Crevoisier Crelier Mathilde · Ständerat · 2023-12-18
Crevoisier Crelier Mathilde · Ständerat · Jura · Sozialdemokratische Fraktion · 2023-12-18
Wortprotokoll
Plus de la moitié des grossesses multiples aboutissent à une naissance prématurée, à savoir avant 36 semaines de grossesse. Cette prématurité vient alourdir une situation qui est déjà compliquée en soi, celle d'accueillir deux enfants, voire plus, en un seul coup, cela au terme d'une grossesse qui est de facto classée comme étant à risque.
J'ai moi-même vécu cette expérience il y a dix ans, en donnant naissance à la mi-mars à des enfants qui auraient dû naître à fin avril. Lorsque mon congé maternité réglementaire a pris fin, mes enfants avaient moins de 7 semaines en âge corrigé, à savoir si on déduit les semaines de prématurité de l'âge qu'ils avaient effectivement. Quand mon congé maternité a pris fin, mes enfants ne pesaient guère plus qu'un nouveau-né à terme. L'allaitement n'était pas encore en place, puisqu'ils avaient passé les premières semaines de leur vie alimentés par des sondes, puis par des seringues à coups de millilitres de lait, puis par des biberons, et n'ont pu apprendre à téter qu'une fois qu'ils ont eu la force physique nécessaire pour le faire, et cela plusieurs semaines après leur naissance. Inutile de préciser aussi qu'au terme des 14 semaines de congé réglementaire mes enfants n'étaient absolument pas aptes à entrer dans une crèche. Si j'avais dû à ce moment-là reprendre mon activité professionnelle, je ne sais pas à qui j'aurais pu les confier.

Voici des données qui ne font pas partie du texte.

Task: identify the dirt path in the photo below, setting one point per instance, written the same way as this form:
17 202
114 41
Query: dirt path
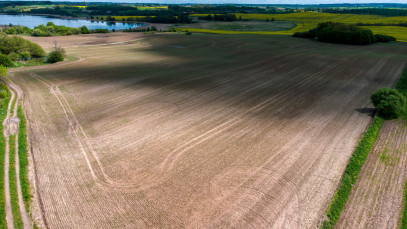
11 127
9 213
147 135
377 198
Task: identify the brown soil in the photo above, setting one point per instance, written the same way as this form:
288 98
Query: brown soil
202 131
377 198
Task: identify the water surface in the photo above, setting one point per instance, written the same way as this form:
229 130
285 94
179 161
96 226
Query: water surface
33 21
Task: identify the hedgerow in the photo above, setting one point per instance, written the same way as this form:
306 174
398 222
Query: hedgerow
352 172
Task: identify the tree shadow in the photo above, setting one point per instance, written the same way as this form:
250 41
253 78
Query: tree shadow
368 111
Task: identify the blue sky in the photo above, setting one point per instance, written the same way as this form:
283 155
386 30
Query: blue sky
246 1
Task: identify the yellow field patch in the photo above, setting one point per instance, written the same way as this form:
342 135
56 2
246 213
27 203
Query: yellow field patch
396 31
313 17
119 18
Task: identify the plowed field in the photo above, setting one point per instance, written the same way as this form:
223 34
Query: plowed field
201 131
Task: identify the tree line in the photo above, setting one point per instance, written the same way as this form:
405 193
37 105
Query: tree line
343 33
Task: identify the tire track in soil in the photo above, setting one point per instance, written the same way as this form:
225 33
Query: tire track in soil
11 127
162 172
6 133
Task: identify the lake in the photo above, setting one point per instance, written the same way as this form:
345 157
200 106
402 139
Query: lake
33 21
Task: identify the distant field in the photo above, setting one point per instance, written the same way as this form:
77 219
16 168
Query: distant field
247 26
312 17
119 18
308 20
201 131
152 7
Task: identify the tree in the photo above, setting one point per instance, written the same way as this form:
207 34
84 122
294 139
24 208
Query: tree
3 73
390 102
56 55
84 30
5 61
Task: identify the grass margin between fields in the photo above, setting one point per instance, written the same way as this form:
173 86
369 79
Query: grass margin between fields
401 86
3 113
18 222
352 172
23 158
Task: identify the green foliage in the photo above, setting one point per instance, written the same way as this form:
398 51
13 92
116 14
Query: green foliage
25 56
55 56
10 44
6 61
352 172
14 56
401 85
18 222
404 219
343 33
3 113
23 158
84 30
390 102
384 38
3 72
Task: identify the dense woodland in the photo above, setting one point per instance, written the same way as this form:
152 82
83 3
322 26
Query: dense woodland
343 33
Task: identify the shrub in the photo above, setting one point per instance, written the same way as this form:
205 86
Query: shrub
3 94
14 56
85 30
384 38
343 33
6 61
55 56
25 55
390 102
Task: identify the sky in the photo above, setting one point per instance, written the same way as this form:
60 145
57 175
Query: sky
244 1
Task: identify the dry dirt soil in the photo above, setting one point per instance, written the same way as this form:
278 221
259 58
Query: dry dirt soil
377 198
201 131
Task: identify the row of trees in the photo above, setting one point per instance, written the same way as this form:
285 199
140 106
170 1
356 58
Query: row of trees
51 30
220 17
343 33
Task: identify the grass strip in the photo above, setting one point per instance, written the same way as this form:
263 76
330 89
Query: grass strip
18 222
401 85
352 172
3 114
404 216
23 158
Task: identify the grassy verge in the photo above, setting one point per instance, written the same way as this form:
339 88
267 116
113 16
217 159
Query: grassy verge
23 158
18 222
3 114
401 85
404 216
352 172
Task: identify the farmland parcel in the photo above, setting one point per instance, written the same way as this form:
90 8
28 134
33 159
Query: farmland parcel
198 131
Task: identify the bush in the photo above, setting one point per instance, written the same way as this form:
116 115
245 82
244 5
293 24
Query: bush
55 56
14 56
85 30
384 38
343 33
6 61
390 102
3 94
25 55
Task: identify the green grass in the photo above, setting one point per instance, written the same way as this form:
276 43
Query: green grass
404 219
401 85
352 172
18 222
3 114
23 158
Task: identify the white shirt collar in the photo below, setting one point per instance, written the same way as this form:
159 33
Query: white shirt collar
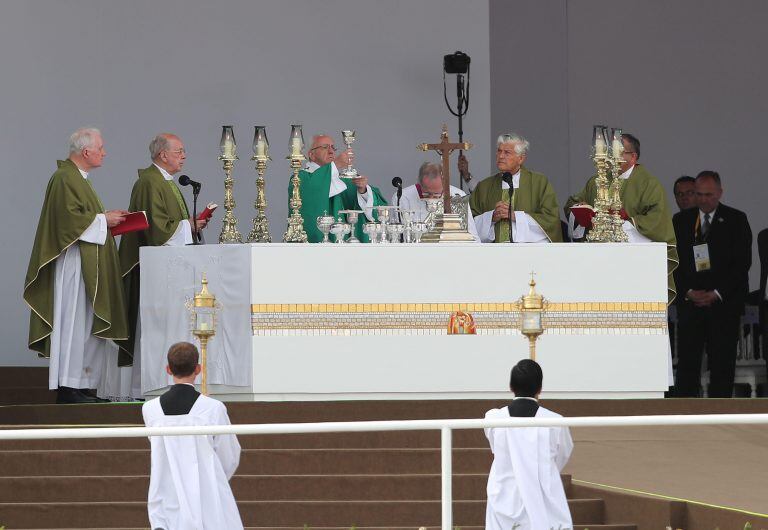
164 173
627 173
515 181
337 185
712 215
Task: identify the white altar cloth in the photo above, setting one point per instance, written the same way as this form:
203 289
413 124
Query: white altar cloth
321 322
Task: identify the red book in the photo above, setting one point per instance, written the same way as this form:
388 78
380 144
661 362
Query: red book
133 222
208 212
583 213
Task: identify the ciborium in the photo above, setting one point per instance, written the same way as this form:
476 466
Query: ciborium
228 155
295 232
352 216
324 223
260 231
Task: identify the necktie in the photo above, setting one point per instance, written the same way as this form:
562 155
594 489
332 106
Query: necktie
179 198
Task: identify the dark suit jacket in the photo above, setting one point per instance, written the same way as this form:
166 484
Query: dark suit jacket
730 254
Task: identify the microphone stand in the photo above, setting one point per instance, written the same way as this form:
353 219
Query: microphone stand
195 234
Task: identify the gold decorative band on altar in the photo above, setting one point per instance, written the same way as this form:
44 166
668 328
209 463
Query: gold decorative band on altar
492 307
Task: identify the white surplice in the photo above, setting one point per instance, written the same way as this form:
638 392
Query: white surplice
189 480
525 229
77 357
410 200
524 485
125 382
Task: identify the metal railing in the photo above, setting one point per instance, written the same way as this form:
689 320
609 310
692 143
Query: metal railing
446 428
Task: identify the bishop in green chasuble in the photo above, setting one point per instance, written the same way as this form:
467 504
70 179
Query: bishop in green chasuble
166 210
645 203
322 191
70 207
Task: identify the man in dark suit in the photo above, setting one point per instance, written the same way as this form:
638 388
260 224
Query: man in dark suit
714 243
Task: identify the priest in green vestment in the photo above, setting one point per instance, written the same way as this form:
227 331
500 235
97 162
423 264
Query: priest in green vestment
170 223
323 191
535 215
645 208
73 285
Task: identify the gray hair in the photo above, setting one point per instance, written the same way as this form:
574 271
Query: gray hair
82 138
521 144
159 144
429 169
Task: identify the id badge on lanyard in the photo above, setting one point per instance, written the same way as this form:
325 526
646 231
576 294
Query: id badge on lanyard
701 252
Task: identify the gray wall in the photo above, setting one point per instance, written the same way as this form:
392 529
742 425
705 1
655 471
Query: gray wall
135 68
686 77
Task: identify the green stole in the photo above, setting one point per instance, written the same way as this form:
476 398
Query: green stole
645 202
314 190
534 196
69 208
165 207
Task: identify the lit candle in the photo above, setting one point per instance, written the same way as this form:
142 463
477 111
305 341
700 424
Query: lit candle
295 146
600 147
617 147
261 148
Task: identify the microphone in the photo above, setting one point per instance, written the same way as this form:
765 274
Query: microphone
186 181
507 177
398 183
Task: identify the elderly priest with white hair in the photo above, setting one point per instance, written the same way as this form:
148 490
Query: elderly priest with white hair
534 216
429 186
73 284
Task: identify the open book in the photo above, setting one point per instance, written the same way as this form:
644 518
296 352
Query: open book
133 222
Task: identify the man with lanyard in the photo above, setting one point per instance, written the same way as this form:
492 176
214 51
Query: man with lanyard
525 490
714 242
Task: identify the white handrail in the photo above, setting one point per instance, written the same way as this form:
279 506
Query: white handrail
445 427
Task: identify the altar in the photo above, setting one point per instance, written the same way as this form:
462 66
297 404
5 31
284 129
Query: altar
345 322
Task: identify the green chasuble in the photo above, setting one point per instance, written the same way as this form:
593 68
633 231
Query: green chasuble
535 196
314 190
645 202
165 207
69 208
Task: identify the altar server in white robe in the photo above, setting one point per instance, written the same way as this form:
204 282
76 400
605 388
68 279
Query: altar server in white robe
524 485
189 481
430 186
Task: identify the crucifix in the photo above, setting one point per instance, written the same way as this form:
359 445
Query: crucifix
444 149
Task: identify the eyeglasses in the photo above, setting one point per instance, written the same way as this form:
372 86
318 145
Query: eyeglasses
328 147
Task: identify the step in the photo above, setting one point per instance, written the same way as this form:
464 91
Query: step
252 461
273 514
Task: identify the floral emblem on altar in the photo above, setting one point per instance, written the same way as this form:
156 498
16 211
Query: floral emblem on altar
461 323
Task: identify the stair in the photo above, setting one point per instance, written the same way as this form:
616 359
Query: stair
330 481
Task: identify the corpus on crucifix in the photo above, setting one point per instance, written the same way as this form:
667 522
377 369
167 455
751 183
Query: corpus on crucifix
447 225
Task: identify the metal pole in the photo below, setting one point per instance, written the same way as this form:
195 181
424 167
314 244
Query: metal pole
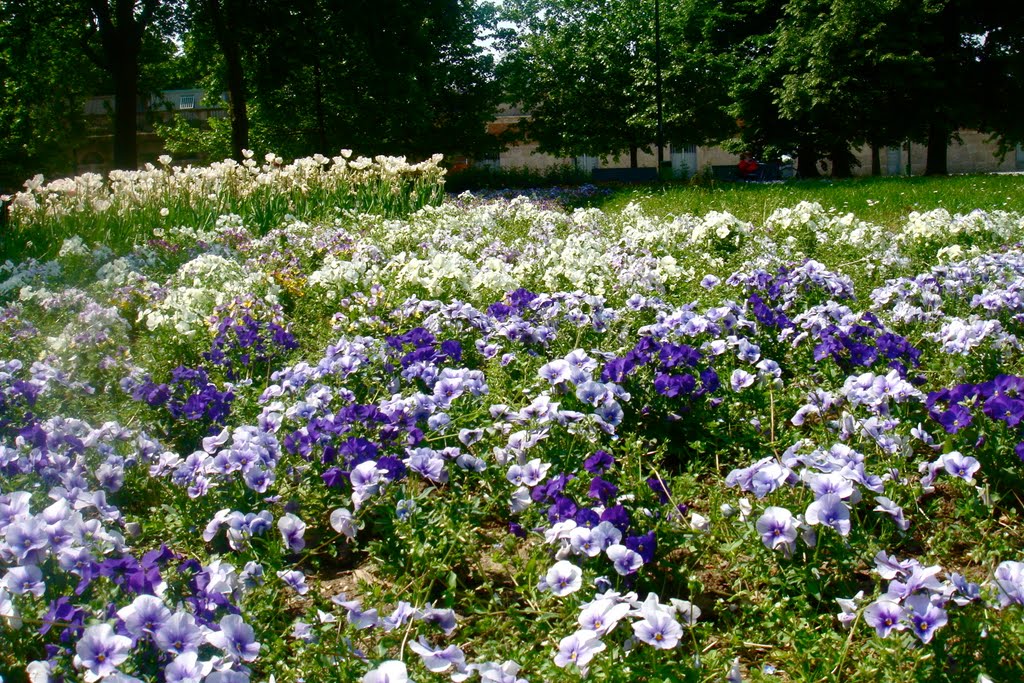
657 84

Dans tous les cas, ils n'étaient pas prêts à entrer dans le système qui m'aurait permis normalement de reprendre le travail.
La réglementation introduite en 2021, qui permet de prolonger le congé de la durée de l'hospitalisation, constitue certes un pas bienvenu, mais qui est de loin insuffisant, car les semaines d'hospitalisation ne corrigent pas la prématurité et ne permettent pas de rattraper les semaines de gestation qui ont manqué aux nouveau-nés dans leur développement. Ainsi, lorsque mes enfants sont sortis de l'hôpital après trois semaines, ils ne pesaient guère plus de 2 kilos chacun et auraient dû encore passer un mois in utero.
La Suisse compte parmi les pays les plus avares d'Europe en matière de congé maternité. A une exception près, aucun autre Etat européen n'accorde un congé aussi court couplé à un revenu de substitution inférieur à 100 pour cent. Allonger le congé maternité en cas de grossesse multiple n'est pas un traitement de faveur. C'est, au contraire, le seul moyen de remplir le but de ce congé, à savoir protéger la santé de la mère et garantir de bonnes conditions de départ dans la vie aux nouveau-nés. En acceptant le principe même d'un congé maternité, le législateur doit aussi veiller à ce que les objectifs qu'il poursuit soient remplis. En l'état actuel, il faut bien avoir conscience que les nouveau-nés issus d'une grossesse multiple ne remplissent pas, à la fin du congé maternité de 14 semaines, les conditions requises.
Chères et chers collègues, dans le cadre des délibérations sur le budget, nous avons accordé 14 millions de francs en tout à la promotion des vins suisses, à la culture de betterave et à l'encouragement des cultures. Le montant estimé pour réaliser l'objectif de cette motion est de moitié inférieur à ce montant de 14 millions.
Je vous invite donc à faire un pas en direction des familles et à soutenir la proposition de la minorité Graf Maya.